Vraag 1
De omvang van de totale productie van een fabriek is afgelopen jaar met 12,5% gestegen.
In dat jaar is de gemiddelde productie per werknemer met 3% gestegen.
Vraag: effect op werkgelegenheid.
a |
Hoe zou je met ‘gewone getallen’ het aantal benodigde werknemers uitrekenen? |
b |
Bereken nu met de gegeven percentages hoeveel procent de werkgelegenheid is veranderd gedurende dit jaar. |
Vraag 2
Een onderneming wil haar prijs met 5% laten dalen.
Het bedrijf verwacht dat de omzet hierdoor met 15% zal stijgen.

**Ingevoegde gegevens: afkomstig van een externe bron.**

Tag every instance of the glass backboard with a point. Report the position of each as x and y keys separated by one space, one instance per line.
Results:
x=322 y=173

Vraag: verwachting voor afzet.
a |
Hoe zou je met ‘gewone getallen’ de afzet uitrekenen? |
b |
Bereken met hoeveel procent de afzet naar verwachting zal stijgen. |
Vraag 3
Het modale inkomen in Nederland is in de afgelopen 10 jaar met 18% gestegen.
In dezelfde periode zijn de prijzen gemiddeld met 14% gestegen.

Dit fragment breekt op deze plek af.